Justice Kagan in oral argument was razor sharp, noting that:

“the FDA takes action all the time as to drugs, they force the withdrawal of a drug from the market, they force relabeling of a drug on the basis of findings that are not statistically significant. Now, clearly in those cases the market has a right to know the very things that are going to make the FDA take action against a product and that are going to severely affect the product’s value to the company. Not statistical significance there.”

She pointed out to Jonathan Hacker, Esq. the attorney for Mattrix that he was:

“suggesting a test for what counts as material, which is statistically significant, a test that the FDA itself doesn’t use when it thinks about what it should what should regulate.”

Justice Kagan clearly was on good form and went on with the following hypothetical, how would you answer it?
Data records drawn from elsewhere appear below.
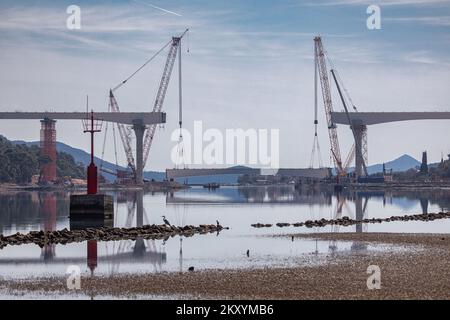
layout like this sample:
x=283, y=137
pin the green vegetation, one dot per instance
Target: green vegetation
x=18, y=163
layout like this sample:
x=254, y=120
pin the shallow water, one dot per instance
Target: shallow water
x=236, y=208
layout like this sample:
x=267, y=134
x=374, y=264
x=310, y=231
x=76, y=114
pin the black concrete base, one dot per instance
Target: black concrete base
x=83, y=224
x=98, y=207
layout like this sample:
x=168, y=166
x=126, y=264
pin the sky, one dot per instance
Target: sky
x=249, y=65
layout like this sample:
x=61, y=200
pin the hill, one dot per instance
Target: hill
x=81, y=156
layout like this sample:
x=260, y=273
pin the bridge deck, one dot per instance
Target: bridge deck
x=370, y=118
x=146, y=118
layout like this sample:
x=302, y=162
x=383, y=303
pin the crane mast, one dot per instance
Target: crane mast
x=124, y=132
x=164, y=84
x=326, y=93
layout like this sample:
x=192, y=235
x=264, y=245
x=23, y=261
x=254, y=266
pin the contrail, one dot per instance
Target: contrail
x=156, y=7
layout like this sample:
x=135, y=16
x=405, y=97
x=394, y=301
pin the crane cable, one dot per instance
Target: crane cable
x=142, y=67
x=347, y=94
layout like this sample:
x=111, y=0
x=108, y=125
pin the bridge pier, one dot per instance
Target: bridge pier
x=48, y=148
x=360, y=132
x=139, y=130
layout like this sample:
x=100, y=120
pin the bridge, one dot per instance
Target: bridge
x=128, y=118
x=138, y=120
x=371, y=118
x=320, y=173
x=360, y=120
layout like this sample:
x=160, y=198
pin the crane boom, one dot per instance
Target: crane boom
x=326, y=93
x=358, y=147
x=164, y=84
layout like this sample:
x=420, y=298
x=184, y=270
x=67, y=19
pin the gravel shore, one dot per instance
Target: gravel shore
x=423, y=272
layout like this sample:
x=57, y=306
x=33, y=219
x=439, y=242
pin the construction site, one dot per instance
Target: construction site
x=137, y=131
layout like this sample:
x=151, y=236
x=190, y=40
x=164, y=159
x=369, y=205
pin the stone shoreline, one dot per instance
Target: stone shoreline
x=346, y=221
x=418, y=273
x=153, y=232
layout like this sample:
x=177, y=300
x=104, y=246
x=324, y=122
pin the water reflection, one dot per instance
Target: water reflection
x=236, y=208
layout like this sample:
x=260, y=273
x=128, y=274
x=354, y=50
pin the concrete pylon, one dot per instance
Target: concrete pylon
x=139, y=130
x=48, y=148
x=359, y=149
“There’s a pharmaceutical company and it comes out with its first and only product, it’s 100 percent of the sales, and it’s a new contact lens solution.  And it sells this product to many, many, many hundreds of thousands of people.  And most of them use this product with no adverse effect whatsoever, but there are ten cases where somebody uses this product and they go blind.  Three of those ten cases, the person had to borrow a contact lens from a friend, only used it in one eye, they go blind only in that one eye.  This is not statistically significant.  There is no way that anybody would tell that you these ten cases are statistically significant.  Would you stop using that product and would a reasonable investor want to know about those ten cases?”

My answer would be “yes” I would want to know and even though not statistically significant, this is material information that I would want to know about before it was talked about on “Good Morning America” and everyone then dumped their stock.

So at the risk of alienating those in the biotechnology industry who think otherwise, my money is that the court will uphold the 9th Circuit opinion and not impose a bright line rule that materiality is governed by statistical significance.  We can expect a decision towards the summer on a case that may lead to major changes in how adverse events are reported by pharmaceutical and biotechnology companies.